To use Gopher, a terminal must be equipped with either a Gopher program or a program which supports Gopher functions. Some of these programs are equipped with various video or audio multimedia functions, but most of them just retrieve the information, leaving individual users to make use of other functions as they wish.

(3) World Wide Web (WWW)

A new system overcomes the deficiencies of the above programs and allows users to view any kind of information at will. This is the WWW viewing system (generally called a browser), which combines the functions of anonymous FTP and Gopher to enable users to freely retrieve information from the Internet. Among the best-known WWW products are Mosaic, provided by NCSA, Netscape, by the firm of the same name, and Microsoft's Internet Explorer. These products can be used with Windows 3.1, Windows 95, or Macintosh machines as well as workstations.

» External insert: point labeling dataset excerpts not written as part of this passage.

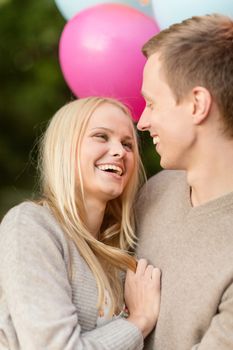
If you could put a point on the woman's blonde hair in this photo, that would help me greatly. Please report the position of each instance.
(59, 157)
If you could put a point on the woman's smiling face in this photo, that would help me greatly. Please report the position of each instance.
(107, 156)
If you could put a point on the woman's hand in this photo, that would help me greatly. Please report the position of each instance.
(142, 296)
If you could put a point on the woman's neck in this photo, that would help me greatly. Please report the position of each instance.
(94, 216)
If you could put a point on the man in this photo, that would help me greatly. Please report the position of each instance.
(185, 213)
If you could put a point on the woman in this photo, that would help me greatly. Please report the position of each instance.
(62, 257)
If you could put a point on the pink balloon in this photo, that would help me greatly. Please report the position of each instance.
(100, 53)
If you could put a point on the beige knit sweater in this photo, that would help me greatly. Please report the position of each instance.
(39, 308)
(194, 248)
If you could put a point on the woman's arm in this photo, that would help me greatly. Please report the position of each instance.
(37, 293)
(142, 296)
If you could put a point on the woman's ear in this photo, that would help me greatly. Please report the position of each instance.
(202, 100)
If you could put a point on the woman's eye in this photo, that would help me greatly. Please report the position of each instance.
(101, 136)
(149, 105)
(128, 146)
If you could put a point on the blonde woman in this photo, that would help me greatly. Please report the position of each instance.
(62, 257)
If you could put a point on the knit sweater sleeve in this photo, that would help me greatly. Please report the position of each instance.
(220, 333)
(33, 278)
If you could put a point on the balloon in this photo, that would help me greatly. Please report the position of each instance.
(100, 53)
(168, 12)
(69, 8)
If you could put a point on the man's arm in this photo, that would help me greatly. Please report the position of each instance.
(220, 333)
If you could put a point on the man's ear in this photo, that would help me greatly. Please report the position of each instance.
(201, 99)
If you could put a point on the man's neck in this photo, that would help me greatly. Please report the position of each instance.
(212, 179)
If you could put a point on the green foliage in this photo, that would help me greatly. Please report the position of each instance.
(32, 89)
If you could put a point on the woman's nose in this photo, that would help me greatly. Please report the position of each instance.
(117, 150)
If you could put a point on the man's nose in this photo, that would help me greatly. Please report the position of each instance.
(143, 123)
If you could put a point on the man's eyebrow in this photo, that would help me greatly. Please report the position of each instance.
(146, 97)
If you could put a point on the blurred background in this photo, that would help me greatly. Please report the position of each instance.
(32, 89)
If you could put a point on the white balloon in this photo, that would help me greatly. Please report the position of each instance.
(70, 8)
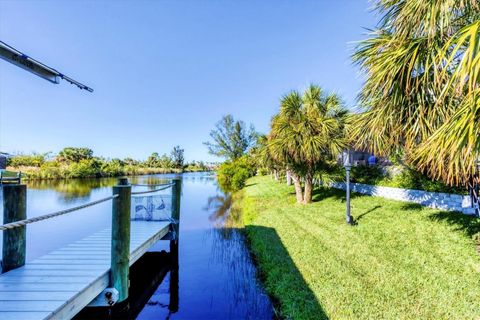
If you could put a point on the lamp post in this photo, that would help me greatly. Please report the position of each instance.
(348, 166)
(475, 189)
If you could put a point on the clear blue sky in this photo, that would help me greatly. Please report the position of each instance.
(165, 71)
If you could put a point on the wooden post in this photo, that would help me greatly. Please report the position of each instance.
(120, 259)
(14, 240)
(176, 196)
(174, 277)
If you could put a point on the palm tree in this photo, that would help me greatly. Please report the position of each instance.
(422, 92)
(308, 130)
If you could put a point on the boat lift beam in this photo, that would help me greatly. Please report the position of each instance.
(23, 61)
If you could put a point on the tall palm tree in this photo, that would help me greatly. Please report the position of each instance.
(308, 130)
(422, 87)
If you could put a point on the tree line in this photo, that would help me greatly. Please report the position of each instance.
(75, 162)
(419, 106)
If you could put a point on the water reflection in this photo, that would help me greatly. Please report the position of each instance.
(215, 277)
(72, 190)
(229, 250)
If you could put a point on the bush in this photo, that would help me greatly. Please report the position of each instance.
(85, 168)
(232, 175)
(23, 160)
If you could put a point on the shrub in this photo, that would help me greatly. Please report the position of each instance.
(232, 175)
(85, 168)
(23, 160)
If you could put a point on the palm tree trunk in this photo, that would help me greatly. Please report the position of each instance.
(307, 197)
(276, 175)
(298, 187)
(289, 177)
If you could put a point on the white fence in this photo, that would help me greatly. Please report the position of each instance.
(437, 200)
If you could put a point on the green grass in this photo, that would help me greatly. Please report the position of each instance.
(401, 261)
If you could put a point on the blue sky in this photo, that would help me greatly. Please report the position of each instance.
(165, 71)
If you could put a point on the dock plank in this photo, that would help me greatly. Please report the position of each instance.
(60, 284)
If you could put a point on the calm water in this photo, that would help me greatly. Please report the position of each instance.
(216, 278)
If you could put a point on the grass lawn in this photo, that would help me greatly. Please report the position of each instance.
(401, 261)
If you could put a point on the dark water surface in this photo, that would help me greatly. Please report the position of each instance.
(215, 278)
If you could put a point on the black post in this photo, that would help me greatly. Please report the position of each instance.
(176, 196)
(120, 256)
(14, 240)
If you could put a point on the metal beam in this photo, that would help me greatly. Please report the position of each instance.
(23, 61)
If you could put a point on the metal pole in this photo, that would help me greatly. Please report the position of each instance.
(14, 240)
(120, 251)
(349, 216)
(348, 166)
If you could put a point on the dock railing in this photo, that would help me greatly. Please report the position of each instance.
(15, 221)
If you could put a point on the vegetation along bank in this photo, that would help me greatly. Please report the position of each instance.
(401, 261)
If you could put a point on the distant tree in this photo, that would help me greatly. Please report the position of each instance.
(33, 160)
(178, 156)
(153, 160)
(72, 154)
(231, 139)
(130, 162)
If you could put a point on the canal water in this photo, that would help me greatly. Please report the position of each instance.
(215, 279)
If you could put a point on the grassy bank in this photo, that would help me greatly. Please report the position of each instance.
(401, 261)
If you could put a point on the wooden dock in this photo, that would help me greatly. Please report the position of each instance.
(63, 282)
(60, 284)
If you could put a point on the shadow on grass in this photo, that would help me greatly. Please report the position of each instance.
(282, 280)
(412, 206)
(366, 212)
(321, 193)
(461, 222)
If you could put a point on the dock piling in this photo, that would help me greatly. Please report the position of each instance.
(14, 240)
(120, 255)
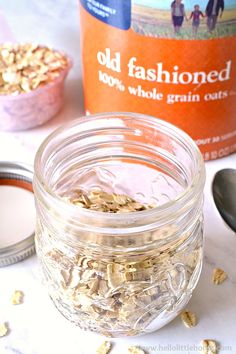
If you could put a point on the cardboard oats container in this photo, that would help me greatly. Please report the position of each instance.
(175, 60)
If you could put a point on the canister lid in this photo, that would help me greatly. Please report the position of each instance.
(17, 213)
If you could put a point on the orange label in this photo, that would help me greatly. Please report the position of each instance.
(145, 65)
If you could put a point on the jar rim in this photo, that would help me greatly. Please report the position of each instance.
(172, 206)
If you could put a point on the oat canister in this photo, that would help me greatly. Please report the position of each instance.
(171, 59)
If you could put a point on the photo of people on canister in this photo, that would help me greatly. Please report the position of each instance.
(184, 19)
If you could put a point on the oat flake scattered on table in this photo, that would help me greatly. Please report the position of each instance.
(219, 276)
(209, 346)
(104, 348)
(189, 319)
(3, 329)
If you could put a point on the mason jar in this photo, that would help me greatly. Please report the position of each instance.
(124, 273)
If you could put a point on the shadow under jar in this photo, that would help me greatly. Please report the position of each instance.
(120, 274)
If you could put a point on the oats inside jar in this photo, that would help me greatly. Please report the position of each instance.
(119, 230)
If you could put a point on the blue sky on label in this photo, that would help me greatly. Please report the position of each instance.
(165, 4)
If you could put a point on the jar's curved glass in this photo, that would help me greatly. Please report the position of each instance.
(130, 273)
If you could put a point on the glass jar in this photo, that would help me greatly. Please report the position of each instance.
(120, 274)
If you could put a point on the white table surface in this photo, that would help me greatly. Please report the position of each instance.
(36, 327)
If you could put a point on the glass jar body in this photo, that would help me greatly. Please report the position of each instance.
(119, 275)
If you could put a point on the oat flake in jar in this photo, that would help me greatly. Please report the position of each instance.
(119, 221)
(174, 60)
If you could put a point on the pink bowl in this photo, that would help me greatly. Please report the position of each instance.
(28, 110)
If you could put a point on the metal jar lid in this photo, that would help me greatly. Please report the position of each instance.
(21, 176)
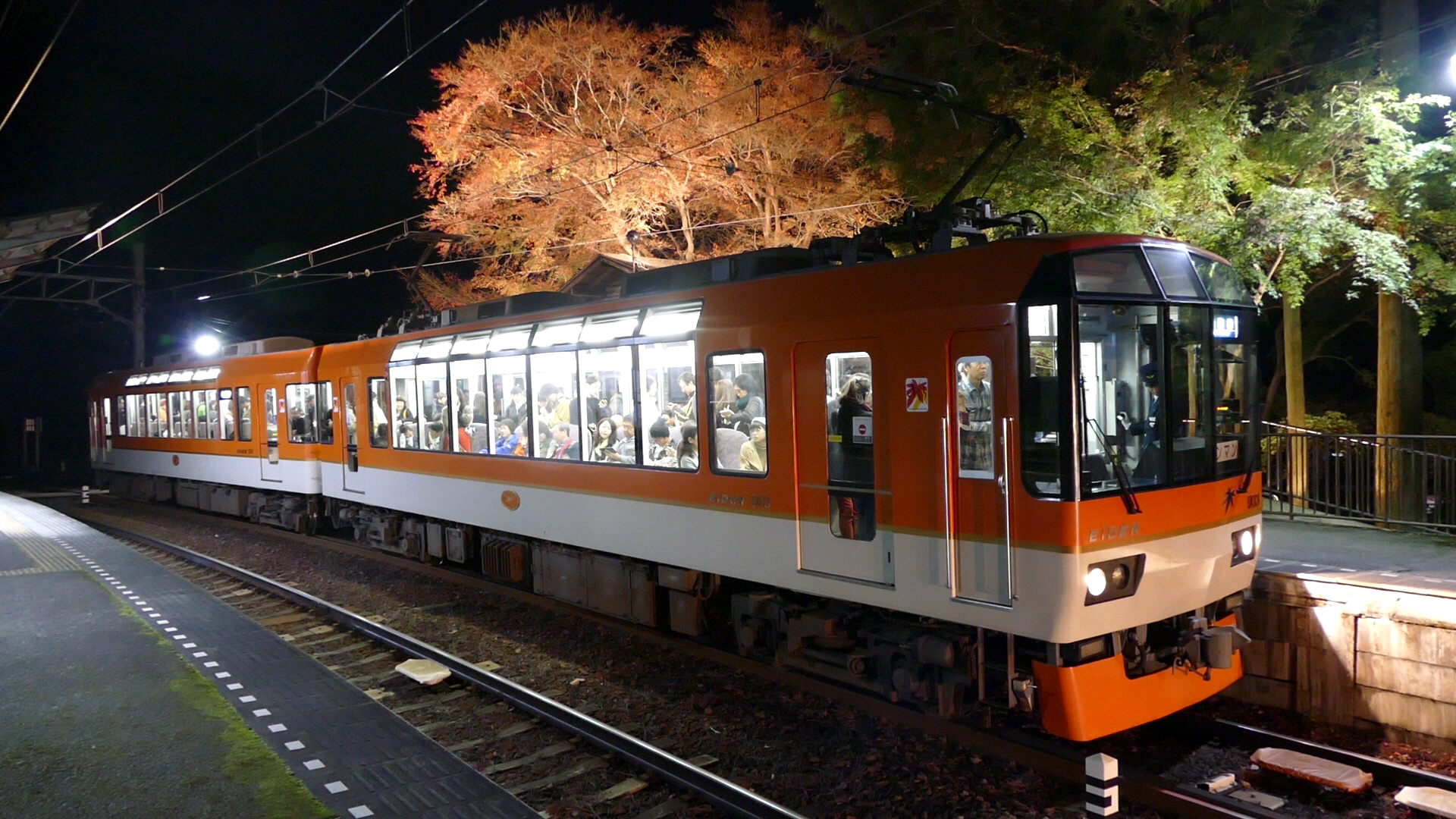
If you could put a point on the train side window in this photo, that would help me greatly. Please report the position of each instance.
(973, 417)
(471, 428)
(558, 416)
(200, 404)
(510, 407)
(851, 426)
(435, 406)
(1188, 416)
(606, 404)
(405, 407)
(669, 428)
(215, 422)
(156, 416)
(271, 414)
(351, 435)
(740, 413)
(224, 414)
(378, 413)
(1041, 401)
(181, 414)
(324, 409)
(303, 413)
(245, 413)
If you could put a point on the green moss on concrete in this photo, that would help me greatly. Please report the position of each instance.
(249, 761)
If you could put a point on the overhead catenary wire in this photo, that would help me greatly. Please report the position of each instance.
(38, 63)
(319, 124)
(319, 279)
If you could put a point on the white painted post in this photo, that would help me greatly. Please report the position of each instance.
(1101, 773)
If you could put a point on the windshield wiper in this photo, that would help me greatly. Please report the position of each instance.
(1125, 484)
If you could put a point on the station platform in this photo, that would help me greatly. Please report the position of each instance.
(127, 691)
(1346, 551)
(1354, 626)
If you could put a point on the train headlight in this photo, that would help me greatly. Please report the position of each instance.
(1114, 579)
(1247, 544)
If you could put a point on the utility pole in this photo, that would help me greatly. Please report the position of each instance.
(139, 306)
(1398, 354)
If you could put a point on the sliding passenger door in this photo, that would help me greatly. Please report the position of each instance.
(842, 466)
(977, 468)
(353, 477)
(270, 464)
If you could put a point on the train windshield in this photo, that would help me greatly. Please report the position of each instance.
(1163, 360)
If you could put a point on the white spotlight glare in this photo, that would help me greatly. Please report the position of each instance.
(207, 346)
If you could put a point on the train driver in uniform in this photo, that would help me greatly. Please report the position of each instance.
(1150, 452)
(974, 416)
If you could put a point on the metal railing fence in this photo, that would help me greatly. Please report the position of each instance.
(1402, 482)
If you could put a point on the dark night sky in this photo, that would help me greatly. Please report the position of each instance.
(136, 93)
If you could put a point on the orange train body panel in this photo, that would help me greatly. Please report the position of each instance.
(1097, 698)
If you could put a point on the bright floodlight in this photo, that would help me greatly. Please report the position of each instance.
(207, 346)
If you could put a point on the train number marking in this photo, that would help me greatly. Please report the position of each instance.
(1114, 532)
(756, 502)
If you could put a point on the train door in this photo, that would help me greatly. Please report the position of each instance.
(842, 468)
(268, 461)
(107, 426)
(353, 479)
(977, 428)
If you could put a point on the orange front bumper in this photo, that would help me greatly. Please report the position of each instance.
(1095, 700)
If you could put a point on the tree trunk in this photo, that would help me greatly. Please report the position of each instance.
(1397, 410)
(1298, 464)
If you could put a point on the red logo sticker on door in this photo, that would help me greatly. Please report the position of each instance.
(918, 395)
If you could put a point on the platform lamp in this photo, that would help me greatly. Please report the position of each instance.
(207, 344)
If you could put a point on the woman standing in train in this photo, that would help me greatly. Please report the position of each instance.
(688, 447)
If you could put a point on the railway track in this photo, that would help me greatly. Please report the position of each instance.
(565, 741)
(1047, 755)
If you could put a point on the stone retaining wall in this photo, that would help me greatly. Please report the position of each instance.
(1353, 656)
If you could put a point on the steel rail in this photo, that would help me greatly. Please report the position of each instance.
(724, 795)
(1385, 773)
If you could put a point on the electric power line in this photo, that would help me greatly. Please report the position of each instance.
(256, 289)
(319, 124)
(38, 63)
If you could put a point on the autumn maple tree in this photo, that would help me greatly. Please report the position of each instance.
(579, 133)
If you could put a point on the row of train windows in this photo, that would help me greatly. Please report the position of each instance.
(207, 414)
(626, 406)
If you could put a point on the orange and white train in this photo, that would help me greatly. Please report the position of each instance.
(1017, 472)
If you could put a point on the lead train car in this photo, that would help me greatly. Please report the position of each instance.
(1015, 472)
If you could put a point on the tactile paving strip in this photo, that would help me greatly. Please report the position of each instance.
(42, 553)
(351, 752)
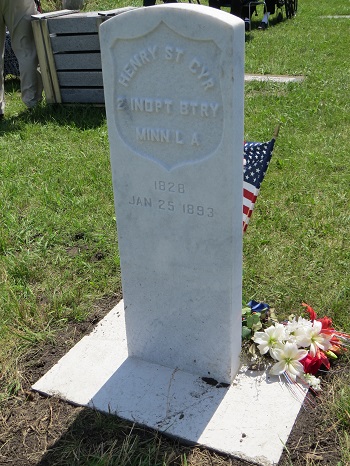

The World Wide Web presently serves as the standard for transmitting information on the Internet. Moreover, the standard is being advanced by new functions which continue to be added to existing capabilities.

The Asian Historical Statistics Project intends to make full use of the new technology by making the voluminous information presently being compiled by our researchers available on the Web. Below is an example of the World Wide Web system now being tested by Project researchers. The URL, or address, is

http://www.ier.hit-u.ac.jp/COE/index.html

Using browsers such as Netscape to access this address will enable users to view the image seen in Figure 1. By moving the scroll bar on the right side, users can see the underlined topics. Clicking the mouse on a topic brings its contents into view or, in some cases, calls up further topics. Figure 2 shows the first issue of the English version of the newsletter as it appears online.

We also plan to expand our use of the Web to make discussion papers and other materials available.

4. Providing Materials for Analysis

In the last few years, the capabilities and memory capacity of personal computers has come to exceed those of the ordinary large-size computers of the 1980s. As a result, the database systems described in Section 2 can now be operated by clients working at their own terminals. In short, personal computers become client-server-type database systems. The data server does not process or analyze the data requested but sends data in its original form to the client, who processes and analyzes the information on his own machine.

Given the major changes in the research environment, the Statistics Project requires the computer capacity to handle voluminous data inputting and compilation, and needs a server system capable of processing and analyzing the data. To meet these demands, we have recreated our working environment by linking the mainframe computer of the Institute for Economic Research, the recently installed workstation of the Statistic Project, and the Project's personal computers into a physical circuit (for Internet access), thus helping to ensure an organic flow of information and effective data analysis. The diagram below depicts the nature of the connection between the mainframe, workstation, and PCs.

Figure 3 The Flow of Information Between the Statistics Project Computers

Large volumes of data can be processed by first using the mainframe computer, then passing the results on to PCs which can use analysis or graphics programs for verification. In addition, some of the data can be stored in the workstation for further analysis or sent to other researchers in Japan and abroad.

With this type of network, needless to say, it is necessary for the different computers to work closely together to perform efficiently. It is particularly important that the workstation's data server function be organically integrated into the analysis system.

One part of this type of PC analysis system uses the programs VisualData and VisualEconometrics as tools for time-series analysis. They also cause the workstation to function as a client server. These two programs were developed by Professor Stefan P. Schleicher of the University of Graz, in Austria, and by Prof. Tong Li of Wirtschafts- und Sozialwissenschaftliches Rechen-zentrum (WSR), also in Austria. (Both programs need Windows 3.1 or Windows 95.) The copyright for these programs is held by WSR and by Osterreichishes Institute fur Wirtschaftsforschung (WIFO) as well as by the two creators. Those systems include a local database on PCs and a remote database on the workstation; they can not only use these databases as necessary but are also capable of linking them to conduct analysis. We can input and output data either in the original form or by using spreadsheets such as Excel.

Figure 4 VisualData's Data Selection Screen

Figure 5 VisualData's Graph Screen

5. Conclusion

The researchers in the Statistics Project will make the information and results which we compile freely available to the research community on the World Wide Web. As necessary, we will also develop our capacity to provide information on the Internet, whose capabilities are continuously growing. Naturally, we will announce any new developments in our system of providing information, so we invite you to check the Statistics Project's Web site periodically.


Satoshi Yasuda
Hitotsubashi University, Institute of Economic Research